Une montre de plongée dont la lisibilité repose autant sur la chimie des matériaux que sur la lumière qu’ils laissent passer. La collection SCUBAQUA de Swatch évolue ici par touches précises : nouveaux coloris, intégration d’un système de paiement, et surtout une hybridation assumée entre biocéramique opaque et polymères biosourcés translucides.
L’objet repose sur une construction simple en apparence : un boîtier de 44 mm combinant biocéramique blanche mate et éléments transparents issus de matériaux biosourcés dérivés de l’huile de ricin. Ce contraste n’est pas décoratif. Il structure la lecture de la montre. Les parties opaques stabilisent la perception du cadran ; les sections translucides diffusent la lumière et modifient la profondeur visuelle selon l’angle. Le résultat évoque moins un effet de surface qu’un volume en suspension, proche des organismes marins qui inspirent la collection.

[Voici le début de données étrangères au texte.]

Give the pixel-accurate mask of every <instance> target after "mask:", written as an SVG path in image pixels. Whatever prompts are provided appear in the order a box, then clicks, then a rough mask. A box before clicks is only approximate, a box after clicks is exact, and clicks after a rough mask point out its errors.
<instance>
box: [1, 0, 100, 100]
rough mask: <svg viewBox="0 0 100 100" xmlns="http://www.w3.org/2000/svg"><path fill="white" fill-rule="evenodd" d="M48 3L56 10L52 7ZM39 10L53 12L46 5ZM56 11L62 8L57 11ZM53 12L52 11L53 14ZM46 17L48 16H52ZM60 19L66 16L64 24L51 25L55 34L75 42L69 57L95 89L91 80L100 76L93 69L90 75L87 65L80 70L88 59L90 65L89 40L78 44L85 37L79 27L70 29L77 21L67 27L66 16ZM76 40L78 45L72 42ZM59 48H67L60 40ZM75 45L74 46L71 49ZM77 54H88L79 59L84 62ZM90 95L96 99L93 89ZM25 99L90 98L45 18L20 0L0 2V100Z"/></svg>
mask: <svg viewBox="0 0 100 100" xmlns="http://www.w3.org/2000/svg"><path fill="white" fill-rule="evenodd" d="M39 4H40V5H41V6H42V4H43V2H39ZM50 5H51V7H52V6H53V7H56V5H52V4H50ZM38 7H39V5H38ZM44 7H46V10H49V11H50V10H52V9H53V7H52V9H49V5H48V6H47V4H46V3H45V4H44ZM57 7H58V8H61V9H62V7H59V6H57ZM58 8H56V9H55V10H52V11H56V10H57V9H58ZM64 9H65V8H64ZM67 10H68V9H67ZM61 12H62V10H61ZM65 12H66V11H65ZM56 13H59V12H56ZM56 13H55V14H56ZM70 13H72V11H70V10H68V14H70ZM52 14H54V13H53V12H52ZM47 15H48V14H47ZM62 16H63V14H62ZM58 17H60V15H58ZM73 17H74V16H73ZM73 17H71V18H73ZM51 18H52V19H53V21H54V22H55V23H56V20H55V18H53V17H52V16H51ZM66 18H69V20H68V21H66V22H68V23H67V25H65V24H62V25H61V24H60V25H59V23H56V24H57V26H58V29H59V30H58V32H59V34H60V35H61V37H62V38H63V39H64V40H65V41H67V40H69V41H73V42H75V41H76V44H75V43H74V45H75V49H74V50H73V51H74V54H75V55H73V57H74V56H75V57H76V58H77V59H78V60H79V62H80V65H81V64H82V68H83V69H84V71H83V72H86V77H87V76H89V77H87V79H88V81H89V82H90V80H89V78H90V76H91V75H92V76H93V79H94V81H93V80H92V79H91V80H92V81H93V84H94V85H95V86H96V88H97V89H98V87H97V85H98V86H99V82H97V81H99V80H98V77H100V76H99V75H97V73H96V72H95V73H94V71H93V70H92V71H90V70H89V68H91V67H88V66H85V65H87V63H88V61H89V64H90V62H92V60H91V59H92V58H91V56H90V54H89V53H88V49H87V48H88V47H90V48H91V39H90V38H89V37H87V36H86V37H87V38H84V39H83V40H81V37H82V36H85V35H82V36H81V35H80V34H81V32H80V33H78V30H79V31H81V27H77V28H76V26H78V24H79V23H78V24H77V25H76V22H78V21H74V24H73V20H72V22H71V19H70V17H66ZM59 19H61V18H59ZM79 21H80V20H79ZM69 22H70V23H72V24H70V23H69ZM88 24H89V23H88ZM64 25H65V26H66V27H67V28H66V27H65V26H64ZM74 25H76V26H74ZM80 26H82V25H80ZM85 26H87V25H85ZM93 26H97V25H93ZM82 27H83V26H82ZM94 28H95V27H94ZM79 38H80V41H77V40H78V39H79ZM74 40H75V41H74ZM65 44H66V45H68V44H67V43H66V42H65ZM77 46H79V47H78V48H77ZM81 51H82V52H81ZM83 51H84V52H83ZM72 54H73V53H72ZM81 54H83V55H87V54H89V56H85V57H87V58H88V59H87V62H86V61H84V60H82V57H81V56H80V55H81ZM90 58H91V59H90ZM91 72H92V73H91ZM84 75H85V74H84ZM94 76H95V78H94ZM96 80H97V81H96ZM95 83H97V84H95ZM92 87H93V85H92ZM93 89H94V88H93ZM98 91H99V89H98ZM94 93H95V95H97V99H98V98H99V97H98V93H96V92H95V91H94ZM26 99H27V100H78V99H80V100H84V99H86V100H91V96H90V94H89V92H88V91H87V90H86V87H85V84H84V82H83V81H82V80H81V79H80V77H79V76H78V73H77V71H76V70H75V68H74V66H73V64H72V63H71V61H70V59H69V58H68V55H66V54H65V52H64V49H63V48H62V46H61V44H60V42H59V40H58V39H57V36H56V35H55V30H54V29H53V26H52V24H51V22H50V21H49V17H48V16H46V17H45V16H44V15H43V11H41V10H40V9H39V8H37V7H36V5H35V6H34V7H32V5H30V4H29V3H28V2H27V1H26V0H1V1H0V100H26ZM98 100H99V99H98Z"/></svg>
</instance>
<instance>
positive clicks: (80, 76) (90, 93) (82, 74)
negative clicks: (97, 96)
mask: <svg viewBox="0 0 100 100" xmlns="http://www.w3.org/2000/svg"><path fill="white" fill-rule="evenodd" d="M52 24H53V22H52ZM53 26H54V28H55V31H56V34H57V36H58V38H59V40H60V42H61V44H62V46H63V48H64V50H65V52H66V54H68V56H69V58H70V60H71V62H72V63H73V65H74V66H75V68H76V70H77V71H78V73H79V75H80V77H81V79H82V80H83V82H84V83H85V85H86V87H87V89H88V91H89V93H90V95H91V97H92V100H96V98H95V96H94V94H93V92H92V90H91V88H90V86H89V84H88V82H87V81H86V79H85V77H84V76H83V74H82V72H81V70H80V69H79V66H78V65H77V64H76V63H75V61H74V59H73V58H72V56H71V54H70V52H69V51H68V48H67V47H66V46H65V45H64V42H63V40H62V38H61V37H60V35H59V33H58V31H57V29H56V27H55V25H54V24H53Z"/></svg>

Cette référence au vivant n’est pas nouvelle chez Swatch, mais elle prend ici une forme technique. Les lunettes, cadrans et bracelets exploitent des polymères translucides dont la coloration est intégrée à la matière. Les index et chiffres sont imprimés en blanc, avec traitement luminescent pour assurer une lecture nocturne. L’ensemble repose sur un principe fonctionnel classique en horlogerie de plongée : contraste élevé, repères larges, et lisibilité immédiate, renforcée ici par la diffusion lumineuse des matériaux.
Autre élément structurel : la couronne positionnée à dix heures. Ce choix, historiquement utilisé sur certaines montres de plongée pour éviter les pressions accidentelles sur le poignet, modifie aussi l’équilibre visuel. Elle décentre l’objet, introduisant une asymétrie qui rompt avec les codes plus conventionnels du segment.
La résistance à dix bars inscrit la pièce dans une pratique aquatique accessible — baignade, snorkeling — sans prétendre à la plongée technique. Ce positionnement correspond à l’héritage des montres Swatch SCUBA, introduites dans les années quatre-vingt-dix, qui ont contribué à démocratiser l’esthétique de la montre de plongée dans un registre quotidien.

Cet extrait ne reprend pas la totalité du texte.